Power BI にサインインしてワークスペースを作成
利用のための前提条件
前の記事の「データの可視化の下準備」の部分で、可視化の話を少し書いていました。
その中で書いていた話の 1つに出てくる「Power BI」を利用していきます。
自分の環境では、Azure を利用しているアカウントとは別アカウントで「Power BI」を使っていきます。
Power BI を利用する際に、サインインをする必要がありますが、その際、例えばこの「Power BI とは?」という記事の「Power BI を始めるには」という部分に書かれているとおり、「組織アカウント(Azure Active Directory で管理されているアカウント)」が必要になるようです。
(@live.jp、@outlook.jp等といったアドレスではサインインできません)
Power BI でワークスペースを作成
Azure Stream Analytics の設定で、Power BI のワークスペースの ID が必要になるので、それを進めます。
Power BI を利用するほうのアカウントで Power BI にログインし、以下の部分から新規にワークスペースを作成しました。
Power BI のほうで、ワークスペース作成。 pic.twitter.com/1RJs1PDIWy
— you (@youtoy) November 7, 2021
作成したワークスペースの URL を見ると
「https://app.powerbi.com/groups/【ワークスペースの ID】/list
」
といったような内容になっているため、この「【ワークスペースの ID】」をメモしておきます。

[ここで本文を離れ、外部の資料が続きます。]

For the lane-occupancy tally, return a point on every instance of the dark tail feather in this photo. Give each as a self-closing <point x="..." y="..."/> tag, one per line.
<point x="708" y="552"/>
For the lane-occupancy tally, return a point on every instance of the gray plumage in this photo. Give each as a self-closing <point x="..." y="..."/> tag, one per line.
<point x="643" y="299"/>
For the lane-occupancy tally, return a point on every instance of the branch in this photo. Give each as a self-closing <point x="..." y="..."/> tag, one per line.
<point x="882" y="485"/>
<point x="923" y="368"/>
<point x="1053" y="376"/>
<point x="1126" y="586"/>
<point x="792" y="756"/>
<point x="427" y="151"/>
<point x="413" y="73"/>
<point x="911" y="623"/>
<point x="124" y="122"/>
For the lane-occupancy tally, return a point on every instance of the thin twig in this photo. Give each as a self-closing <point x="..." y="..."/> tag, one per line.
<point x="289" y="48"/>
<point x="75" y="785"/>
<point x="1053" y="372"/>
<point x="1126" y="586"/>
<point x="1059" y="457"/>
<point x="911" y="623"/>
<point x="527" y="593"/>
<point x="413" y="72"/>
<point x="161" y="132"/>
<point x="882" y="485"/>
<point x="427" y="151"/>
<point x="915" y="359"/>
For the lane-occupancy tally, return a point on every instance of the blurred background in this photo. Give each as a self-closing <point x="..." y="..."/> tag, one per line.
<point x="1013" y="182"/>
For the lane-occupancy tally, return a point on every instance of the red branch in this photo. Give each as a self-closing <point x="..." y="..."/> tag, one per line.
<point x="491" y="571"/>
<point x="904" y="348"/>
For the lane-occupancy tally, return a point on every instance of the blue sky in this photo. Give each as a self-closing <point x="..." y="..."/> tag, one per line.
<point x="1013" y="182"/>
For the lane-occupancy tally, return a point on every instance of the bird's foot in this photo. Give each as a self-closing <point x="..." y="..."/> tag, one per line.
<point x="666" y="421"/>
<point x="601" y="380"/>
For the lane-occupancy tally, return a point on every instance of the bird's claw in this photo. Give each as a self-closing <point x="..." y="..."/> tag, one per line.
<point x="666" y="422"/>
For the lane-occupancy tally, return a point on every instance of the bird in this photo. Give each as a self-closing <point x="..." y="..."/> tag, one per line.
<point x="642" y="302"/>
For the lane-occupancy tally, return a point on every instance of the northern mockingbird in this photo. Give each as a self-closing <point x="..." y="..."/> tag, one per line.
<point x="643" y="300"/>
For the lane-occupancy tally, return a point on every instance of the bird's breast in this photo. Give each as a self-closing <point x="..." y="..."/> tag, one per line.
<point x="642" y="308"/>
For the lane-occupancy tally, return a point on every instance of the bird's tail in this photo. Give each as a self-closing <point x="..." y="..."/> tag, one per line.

Azure Stream Analytics の設定
手順の概要
前回の記事の最後にも掲載していた、「Azure IoT Hubに送信したデータを可視化する(Power BI編)」という記事の中の「Stream Analyticsの作成」の部分や、その他、公式ドキュメントの「Azure IoT Hub から取得したデータのリアルタイム データの視覚化 – Power BI」などを見つつ、以下の設定を進めてください。
- Azure Stream Analytics の作成
- Azure IoT Hub のコンシューマグループの設定
- Stream Analytics の設定
- ストリーム入力の追加
- Stream Analytics の出力の設定
- クエリの設定
- Stream Analytics のジョブの開始
Stream Analytics の出力設定の補足
Stream Analytics の出力の設定の部分については、自分の環境が参照元として示していた記事の環境と少し異なるため、手順に差異があります。それについて少しだけ補足します。
以下は、「Stream Analytics の出力設定」を新規に追加しているところです。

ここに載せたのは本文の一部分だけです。